The mechanism (Fig. 6f):

• Dissolved oxygen adsorbs onto the biochar surface.

• PFRs transfer electrons to O₂, forming O₂•⁻.

• O₂•⁻ initiates complex dissociation; subsequent ROS degrade the citrate ligand.

DFT Calculations and Mechanistic Insights

Figure 7.
(a) Optimized structure of Ni–Cit;
(b) Electrostatic potential (ESP) map;
(c) HOMO; (d) LUMO;
Fukui function isosurfaces of Ni–Cit:
(e) f⁻, (f) f⁺, (g) f⁰, (h) condensed dual descriptor (CDD), and (i) Fukui indices;
(j) Proposed degradation pathways of Ni–Cit.

Density functional theory (DFT) calculations clarified the molecular reaction pathways:

• Frontier molecular orbital and Fukui function analysis revealed that the Ni center is prone to nucleophilic attack, while the citrate ligand undergoes electrophilic reactions.

• O₂•⁻, with its strong nucleophilicity, targets the Ni center, breaking the Ni–Cit coordination.

• Citrate ligands degrade through two ROS-mediated pathways.

These theoretical results align with EPR findings and support the proposed mechanism.

KOH-modified biochar (1KBC) achieved 99.2% Ni removal from 50 mg/L Ni-Cit solution within 4 hours.

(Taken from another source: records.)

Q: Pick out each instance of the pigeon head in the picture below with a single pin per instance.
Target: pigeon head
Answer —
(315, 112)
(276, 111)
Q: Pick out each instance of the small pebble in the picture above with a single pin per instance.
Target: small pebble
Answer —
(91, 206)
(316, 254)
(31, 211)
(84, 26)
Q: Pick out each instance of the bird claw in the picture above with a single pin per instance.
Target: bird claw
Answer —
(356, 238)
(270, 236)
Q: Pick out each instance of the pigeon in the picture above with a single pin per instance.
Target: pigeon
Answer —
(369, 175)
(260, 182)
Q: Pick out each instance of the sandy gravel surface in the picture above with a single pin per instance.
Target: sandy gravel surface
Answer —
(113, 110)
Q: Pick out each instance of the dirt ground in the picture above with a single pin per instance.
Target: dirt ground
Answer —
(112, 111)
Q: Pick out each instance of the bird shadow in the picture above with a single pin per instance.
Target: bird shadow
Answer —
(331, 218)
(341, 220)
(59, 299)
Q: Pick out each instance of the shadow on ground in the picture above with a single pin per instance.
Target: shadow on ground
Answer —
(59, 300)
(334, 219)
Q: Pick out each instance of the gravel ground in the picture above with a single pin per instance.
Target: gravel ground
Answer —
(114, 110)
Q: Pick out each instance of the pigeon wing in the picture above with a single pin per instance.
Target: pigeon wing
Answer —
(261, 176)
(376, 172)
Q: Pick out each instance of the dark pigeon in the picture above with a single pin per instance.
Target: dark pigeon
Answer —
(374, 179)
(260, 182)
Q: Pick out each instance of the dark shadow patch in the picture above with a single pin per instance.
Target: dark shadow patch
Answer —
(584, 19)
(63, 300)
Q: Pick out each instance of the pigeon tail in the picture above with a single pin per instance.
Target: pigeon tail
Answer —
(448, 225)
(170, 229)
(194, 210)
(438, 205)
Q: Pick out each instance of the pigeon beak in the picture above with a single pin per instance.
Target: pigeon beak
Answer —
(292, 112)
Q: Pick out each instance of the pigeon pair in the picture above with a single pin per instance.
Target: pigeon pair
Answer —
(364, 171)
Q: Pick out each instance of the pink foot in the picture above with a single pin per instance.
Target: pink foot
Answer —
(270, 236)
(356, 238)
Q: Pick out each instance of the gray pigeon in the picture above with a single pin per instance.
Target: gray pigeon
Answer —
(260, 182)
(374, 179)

The modification significantly enhanced porosity, surface functionality, and, critically, the concentration of persistent free radicals. These PFRs activated dissolved oxygen to generate ROS, among which O₂•⁻ acted as the primary species driving Ni-Cit dissociation. Subsequent ROS degraded the citrate ligand, while released Ni²⁺ was adsorbed onto the biochar.

This study demonstrates a sustainable "one-step dissociation and recovery" approach for treating metal–organic complexes, offering strong potential for future real-world applications.